Тем временем, сапожник отпихнул ногою насиженную за утро табуретку, чтобы не мешала бегать по крохотному пространству избы, очистил верстак от одних предметов и уставил другими. Все это под воркотню, с помощью которой он привык за долгие годы сводить знакомство с новыми заказчиками... Не молча же им сидеть! А так, глядишь - он язык почесал, ему что-то новое поведали... И прибыток, и не скучно.

- Тебе попроще, или как у сударей?

- Чего?

- Ну... выходная обувка, или так, грязь месить?

- Да чтобы по дороге не босиком. Не надо мне никаких этаких, давай, чтобы прочные были и дешевые.

- Понятно. Ладно, твою ногу я видел, и одну, и другую, заготовки у меня есть, шило вот оно, дратва - вот она... и гвоздики на подметки... Голенища помягче, аль поплотнее?

Хвак затруднился с ответом и просто кивнул, в надежде, что сапожник сам поймет кивок лучшим образом.

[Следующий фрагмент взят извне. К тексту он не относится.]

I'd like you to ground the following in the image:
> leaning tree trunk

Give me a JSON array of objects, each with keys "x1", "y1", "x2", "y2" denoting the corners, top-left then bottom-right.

Тесна была конурка ремесленника, толком и не повернуться. А живет, судя по его словам, почему-то в другом месте, не здесь. Ну так ведь и Хвак не в горнице у себя урожай выращивал...

Пахло мертвыми кожами, почему-то дегтем... Все пространство лавки - она же и мастерская - было сплошь завалено предметами, большинству из которых он, Хвак, и названий-то не ведал. Темновато здесь... и дыханию вроде как тесно. То ли дело у него на пашне: воздух, простор... Нет. Никогда больше не вернется он к пахоте, коли обещал. А кому он этакое обещал? - Да самому себе! И разве есть клятва прочнее!?

- Хорошо. Ты... это... чего столбом стоять? Свет мне застишь. Вон, сядь вон туда, отдохни. Тулка! Воды принеси господину прохожему! И мне заодно... Во-от... На, попей покуда, а я мигом...

Сапожник вздрогнул - аж вода из кувшина выскочила - настолько лютым вдруг стал взгляд у толстяка! А такой простяга с виду! Неужели на татя нарвался? Ох, никогда нельзя бдительности-то терять!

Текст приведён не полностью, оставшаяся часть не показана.